PresQT Conference

PresQT: presqt.crc.nd.edu

PresQT: presqt.crc.nd.edu

I have just returned from PresQT. This is an academic conference focused on preservation of digital data, especially scientific datasets and software. The point is to allow others to check results through reproducibility. I was invited to give the corporate perspective on preservation.

As I wrote several weeks ago in my post on innovation, I am not a fan of silos. Attending this conference I found another set of silos: academic and corporate. There were so many tools people were discussing that I had never heard of. The first day left me reeling from all the new information. I also felt WAY out of my depth. I was wondering why I was there, how I could contribute and how this effort could engage the corporate and law firm worlds.

I did my presentation relatively early in the morning on the second day and felt much more like I could contribute to the discussion. I was warmly welcomed, good things were said about my talk and people asked a lot of questions. This answered my question. Part of my presentation was about content strategy (see my posts on the components of a good content management plan), but another part was about how academia and corporate environments can work together on this project to achieve better, more useful results.

Part of my point was that preservation starts with a content strategy. Preserving at the end is great, but much can be lost if you don’t start from the beginning. Of course, nobody in corporate, law firms (law firms do have a good handle on records management for client files) or academia does this. Preservation is an after thought. Content management is a huge undertaking. I hope to make a difference, but it will be small as I am one person shouting about it into a canyon. Whatever small inroads I can make in my work will be worth it.

I learned a lot. I learned about new tools and sites. One is ReproZip, which allows people to backup and entire project “by tracing the systems calls used by the experiment to automatically identify which files should be included. You can review and edit this list and the metadata before creating the final package file. Packages can be reproduced in different ways, including chroot environments, Vagrant-built virtual machines, and Docker containers; more can be added through plugins. What this means to someone like me is that I can pack up my entire website and someone in the future will be able to unpack the whole thing and look at it in all of its glory. Software, databases, widgets, text, everything is included so that the project/site/whatever can run as it did when it was posted on the web. The difference between this and the Internet Archives Wayback Machine is that pieces can be missing from the Wayback Machine as their crawler can’t access everything. The downside of ReproZip is that the creator, or someone involved in the project or site, must create the archive. The ReproZip tool comes out of the NYU Center for Data Science. A librarian, Vicky Steeves, is heavily involved in the project as a trainer and outreach coordinator. It makes my librarian heart happy.

I was also very interested in Euan Cochrane’s Wikidata project. Wikidata, funded in part by the Wikimedia Foundation, is a free and open knowledge base that can be read and edited by both humans and machines. Wikidata acts as central storage for the structured data of its Wikimedia sister projects including Wikipedia, Wikivoyage, Wikisource, and others. As you know, I like the idea of central storage for information. I like wikis a lot and this platform allows all different people to edit and contribute. They do have reviewers to verify information.

The thing I like most about Code Ocean, aside from the name, is the look and feel. It is pretty and looks like it has a user interface that it easy to use. Code Ocean is a cloud-based executable research platform. I am sure that it works very well, too- I can’t really speak to that as it is out of my area of expertise. I hope we can make the PresQT tool look and feel just as good.

I also think that Code Ocean could create a section that would be useful for tech companies. They could deposit their code as a safeguard for changes to their corporate structure and backup as well as well historic preservation. So many companies with interesting tools have gone out of business as the tech industry waxes and wanes. Think about some of the early search engines. As a result we have lost that knowledge. What could be done with it if it were deposited somewhere like Code Ocean and made available once certain corporate events or actions took place?

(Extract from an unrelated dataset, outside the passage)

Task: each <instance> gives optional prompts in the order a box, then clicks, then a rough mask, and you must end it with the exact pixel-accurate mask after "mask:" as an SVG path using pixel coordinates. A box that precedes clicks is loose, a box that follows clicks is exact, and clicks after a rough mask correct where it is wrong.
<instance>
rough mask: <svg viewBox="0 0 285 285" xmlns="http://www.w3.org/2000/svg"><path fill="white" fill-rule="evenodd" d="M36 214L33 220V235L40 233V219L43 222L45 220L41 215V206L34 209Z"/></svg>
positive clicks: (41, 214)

The big coup, from my point of view, is learning about Open Science Framework. This is essentially a streamlined, but well thought out and useful content management system. One thing that is very intriguing is that it overlays (not sure if that is the right idea) on top of cloud based storage systems and allows users to search across them. I think this tool could solve the problem of companies using Box, DropBox and Google Drive. I have a lot to learn about it, but I hope to become more well versed and use it to its fullest extent. Stay tuned for more on OSF.

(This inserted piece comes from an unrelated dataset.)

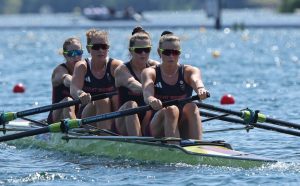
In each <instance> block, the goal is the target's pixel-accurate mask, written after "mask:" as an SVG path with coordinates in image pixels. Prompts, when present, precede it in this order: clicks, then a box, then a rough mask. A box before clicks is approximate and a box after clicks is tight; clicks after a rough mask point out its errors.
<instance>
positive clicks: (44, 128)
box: [0, 127, 49, 142]
mask: <svg viewBox="0 0 300 186" xmlns="http://www.w3.org/2000/svg"><path fill="white" fill-rule="evenodd" d="M48 132H49V128H48V127H43V128H39V129H34V130H28V131H25V132H20V133H15V134H11V135H5V136H1V137H0V142H4V141H10V140H15V139H20V138H24V137H28V136H34V135H38V134H44V133H48Z"/></svg>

Just because I didn’t mention every single tool or presentation doesn’t mean that I didn’t find it interesting or potentially useful. There was so much interesting work shown at this event that I feel somewhat overwhelmed. I hope to be able to participate further.

EVERYONE can participate in PresQT in different ways. One is to take the needs assessment. This survey will allow the team to get feedback from more people to make the tool more useful. The permanent link will be available soon and I will post it here. Personally, I had a hard time with the survey as the language, and some of the subject matter, was not in my wheelhouse. Still, I soldiered on and provided as much helpful feedback from my community as I could.

People can also explore the resources from the conference on OSF. More of the presentations will be posted there shortly.